Introduction
Applying Large Language Models (LLMs) for code generation is becoming increasingly prevalent, as it helps you code faster and smarter. A primary concern with LLM-generated code is its correctness. Most open-source coding benchmarks are designed to evaluate general coding skills. But, in enterprise environments, the LLMs must be capable not only of general programming but also of utilizing domain-specific libraries and tools, such as MLflow and Spark SQL. Consequently, a challenge arises: how can one systematically evaluate an LLM’s proficiency in specialized coding libraries?
In this blog post, we aim to tackle this challenge by synthesizing tailored code tests for LLMs that are specific to any coding library. These synthesized test cases provide a structured method to evaluate models, and thus help select the best model for a particular library.
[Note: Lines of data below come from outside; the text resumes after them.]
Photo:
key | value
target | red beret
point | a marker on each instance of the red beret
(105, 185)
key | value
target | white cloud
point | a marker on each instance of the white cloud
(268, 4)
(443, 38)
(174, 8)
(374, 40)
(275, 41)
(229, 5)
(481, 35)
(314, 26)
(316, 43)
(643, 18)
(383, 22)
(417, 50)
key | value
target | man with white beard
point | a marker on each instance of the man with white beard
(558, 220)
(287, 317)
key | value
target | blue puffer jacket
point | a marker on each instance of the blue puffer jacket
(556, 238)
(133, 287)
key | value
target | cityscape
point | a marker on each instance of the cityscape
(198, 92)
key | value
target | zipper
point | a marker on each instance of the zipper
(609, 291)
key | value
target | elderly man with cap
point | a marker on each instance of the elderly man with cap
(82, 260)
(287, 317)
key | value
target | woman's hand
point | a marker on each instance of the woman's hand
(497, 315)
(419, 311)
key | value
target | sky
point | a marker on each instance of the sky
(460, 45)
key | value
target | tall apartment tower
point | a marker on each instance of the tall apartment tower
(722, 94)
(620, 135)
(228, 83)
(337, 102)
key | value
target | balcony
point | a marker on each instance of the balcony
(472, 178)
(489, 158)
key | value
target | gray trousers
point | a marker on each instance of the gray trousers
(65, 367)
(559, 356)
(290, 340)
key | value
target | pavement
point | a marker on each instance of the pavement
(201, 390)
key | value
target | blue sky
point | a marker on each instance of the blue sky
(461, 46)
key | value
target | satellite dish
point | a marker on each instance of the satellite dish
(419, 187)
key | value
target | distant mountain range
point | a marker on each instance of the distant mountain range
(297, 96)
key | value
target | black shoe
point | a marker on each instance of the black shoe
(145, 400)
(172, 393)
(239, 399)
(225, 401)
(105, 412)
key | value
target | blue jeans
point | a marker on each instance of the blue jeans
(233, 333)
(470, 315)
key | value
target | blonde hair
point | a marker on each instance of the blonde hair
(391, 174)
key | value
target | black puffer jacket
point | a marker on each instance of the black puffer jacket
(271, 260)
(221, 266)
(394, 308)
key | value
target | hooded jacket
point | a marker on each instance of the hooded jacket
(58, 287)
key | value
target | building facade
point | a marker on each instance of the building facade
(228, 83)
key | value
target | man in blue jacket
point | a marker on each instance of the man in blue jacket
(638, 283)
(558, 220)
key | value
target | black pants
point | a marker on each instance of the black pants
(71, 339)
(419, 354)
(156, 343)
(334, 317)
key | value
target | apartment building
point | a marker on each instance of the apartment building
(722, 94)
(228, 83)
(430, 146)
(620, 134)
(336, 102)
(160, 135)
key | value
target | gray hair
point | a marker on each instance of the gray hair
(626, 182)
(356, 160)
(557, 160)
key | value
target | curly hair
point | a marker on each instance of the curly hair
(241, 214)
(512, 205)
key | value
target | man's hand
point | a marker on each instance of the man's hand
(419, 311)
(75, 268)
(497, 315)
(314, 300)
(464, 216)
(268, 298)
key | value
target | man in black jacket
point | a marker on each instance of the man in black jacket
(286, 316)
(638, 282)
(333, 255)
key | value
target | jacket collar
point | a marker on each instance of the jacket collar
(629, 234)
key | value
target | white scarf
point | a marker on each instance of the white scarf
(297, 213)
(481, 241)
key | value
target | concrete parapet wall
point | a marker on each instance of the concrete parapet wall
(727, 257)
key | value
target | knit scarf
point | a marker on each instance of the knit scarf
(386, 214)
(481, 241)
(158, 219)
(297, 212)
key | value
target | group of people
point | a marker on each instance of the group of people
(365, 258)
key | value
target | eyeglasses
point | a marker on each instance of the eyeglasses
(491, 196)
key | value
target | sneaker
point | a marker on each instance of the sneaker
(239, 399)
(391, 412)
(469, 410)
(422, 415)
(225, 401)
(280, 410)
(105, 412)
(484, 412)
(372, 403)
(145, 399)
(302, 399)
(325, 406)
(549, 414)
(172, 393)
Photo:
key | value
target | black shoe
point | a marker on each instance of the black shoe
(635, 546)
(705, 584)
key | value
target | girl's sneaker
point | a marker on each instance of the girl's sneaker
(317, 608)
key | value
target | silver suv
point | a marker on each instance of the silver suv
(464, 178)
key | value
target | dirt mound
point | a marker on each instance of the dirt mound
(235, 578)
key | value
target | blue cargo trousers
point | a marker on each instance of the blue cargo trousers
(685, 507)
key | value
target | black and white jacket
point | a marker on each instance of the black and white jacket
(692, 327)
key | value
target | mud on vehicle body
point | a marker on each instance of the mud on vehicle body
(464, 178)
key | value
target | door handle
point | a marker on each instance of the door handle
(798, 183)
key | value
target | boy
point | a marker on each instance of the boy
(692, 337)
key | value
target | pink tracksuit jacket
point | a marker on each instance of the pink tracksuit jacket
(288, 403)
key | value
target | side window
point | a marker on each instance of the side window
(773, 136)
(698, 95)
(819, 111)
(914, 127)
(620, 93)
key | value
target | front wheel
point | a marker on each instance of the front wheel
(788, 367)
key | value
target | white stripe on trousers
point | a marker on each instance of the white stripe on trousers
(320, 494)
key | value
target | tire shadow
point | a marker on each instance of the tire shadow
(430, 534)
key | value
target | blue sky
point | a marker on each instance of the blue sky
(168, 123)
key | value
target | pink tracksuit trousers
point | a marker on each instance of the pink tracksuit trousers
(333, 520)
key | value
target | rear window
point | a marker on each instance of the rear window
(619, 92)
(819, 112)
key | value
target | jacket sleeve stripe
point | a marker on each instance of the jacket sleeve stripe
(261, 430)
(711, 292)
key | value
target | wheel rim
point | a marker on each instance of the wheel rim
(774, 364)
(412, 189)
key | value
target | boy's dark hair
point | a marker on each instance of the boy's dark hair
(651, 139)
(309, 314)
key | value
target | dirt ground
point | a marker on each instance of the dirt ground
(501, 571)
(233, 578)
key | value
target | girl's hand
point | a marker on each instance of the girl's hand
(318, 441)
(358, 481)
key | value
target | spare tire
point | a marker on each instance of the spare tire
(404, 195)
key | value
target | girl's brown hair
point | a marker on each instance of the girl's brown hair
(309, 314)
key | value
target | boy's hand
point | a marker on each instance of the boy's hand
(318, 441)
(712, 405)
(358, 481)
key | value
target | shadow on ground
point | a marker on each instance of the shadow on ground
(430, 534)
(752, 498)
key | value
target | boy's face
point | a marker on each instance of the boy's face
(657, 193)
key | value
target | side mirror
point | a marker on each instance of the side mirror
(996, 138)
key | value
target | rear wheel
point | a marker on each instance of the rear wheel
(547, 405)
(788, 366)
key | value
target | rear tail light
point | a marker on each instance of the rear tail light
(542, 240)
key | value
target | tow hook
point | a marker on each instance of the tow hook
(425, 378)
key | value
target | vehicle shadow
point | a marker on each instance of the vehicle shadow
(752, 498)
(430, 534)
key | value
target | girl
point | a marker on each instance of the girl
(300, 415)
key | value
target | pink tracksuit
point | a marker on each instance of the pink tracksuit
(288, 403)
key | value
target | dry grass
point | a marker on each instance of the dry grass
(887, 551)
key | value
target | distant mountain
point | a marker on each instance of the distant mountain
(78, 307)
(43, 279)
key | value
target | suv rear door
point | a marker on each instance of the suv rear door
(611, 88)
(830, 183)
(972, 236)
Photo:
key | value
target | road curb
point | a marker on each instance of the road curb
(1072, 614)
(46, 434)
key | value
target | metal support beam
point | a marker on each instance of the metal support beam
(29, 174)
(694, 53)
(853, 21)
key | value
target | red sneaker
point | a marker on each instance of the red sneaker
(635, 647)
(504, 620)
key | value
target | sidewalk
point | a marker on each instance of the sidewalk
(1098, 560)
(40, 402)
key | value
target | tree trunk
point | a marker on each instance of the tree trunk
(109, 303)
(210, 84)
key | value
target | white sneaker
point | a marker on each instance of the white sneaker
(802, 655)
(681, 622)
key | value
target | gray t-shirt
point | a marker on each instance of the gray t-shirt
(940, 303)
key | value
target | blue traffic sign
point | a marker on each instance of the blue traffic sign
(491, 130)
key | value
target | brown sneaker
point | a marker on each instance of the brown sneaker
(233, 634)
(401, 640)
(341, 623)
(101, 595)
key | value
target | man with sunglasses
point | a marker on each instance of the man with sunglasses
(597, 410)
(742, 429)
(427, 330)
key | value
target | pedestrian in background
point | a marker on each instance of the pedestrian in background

They also enable proficiency gain measurement with domain-specific fine-tuning.
We demonstrate how we synthesize code tests for Spark SQL, which have been integrated into our internal benchmarks to evaluate the model behind Databricks Assistant Autocomplete. Leveraging code documentation, which includes function names, definitions, and example code, we have developed a generalizable process for synthesizing highly targeted code tests.
Figure 1: Synthesized code tests for the array_except function. The left section displays the source information for the function, as documented in the Spark SQL API. The right section displays two synthesized code tests. During evaluation, the model is prompted with the context on the right and is tasked with generating the appropriate code at the
Approach
Given the code documentation, our test case synthesis pipeline comprises the following key steps:
- Seed Function Filtering: Select qualified seed functions from the provided code documentation that meet the criteria for automated testing in our pipeline.
- Code Instruction Generation: Employ a state-of-the-art (SOTA) model to generate detailed code instructions (comments) based on the information provided for each function in the documentation.
These instructions should clearly explain the functionality and specify the input data requirements. - Code Instruction Validation: To ensure the reliability of the generated code instructions, a SOTA model is first employed to interpret them and produce potential solutions, with all relevant meta information provided to mitigate the model’s limitations. These solutions are then executed, and their results are compared against those of the original code snippet. This process verifies that the instructions accurately guide the generation of correct code. Any responses that result in different or unexpected outputs undergo manual verification to determine if they are of high quality despite the deviation. If not, they are filtered out to maintain the integrity of the testing process.
Seed Function Filtering
For each function listed in the code documentation, the accompanying example is typically of high quality and makes it easy to understand its usage. However, not all functions are good candidates for automated testing. To qualify as a valid seed for test case generation, its example code must meet the following two criteria:
- Deterministic Output: The execution of the code must yield a deterministic output, which is crucial for subsequent validation steps. Functions that generate random or time-dependent results, such as
rand()
orcurrent_date()
, are deemed unsuitable due to their inherent unpredictability. - Compatibility with the Execution Environment: The code must be executable within the required coding environment. For example, if the code needs to run in Databricks with Unity Catalog, avoid using functions that aren’t supported in UC shared mode.
To verify, we execute each piece of example code in our target environment and record their outcomes. If the result aligns with that provided in the Reference API documentation, the function and code is retained, confirming its determinism. Conversely, if execution results in an error, the function is removed as a candidate for automated testing, indicating incompatibility with the execution environment. With this filtering step complete, we now have a set of functions that we know can be automatically tested and are executable in our desired environment.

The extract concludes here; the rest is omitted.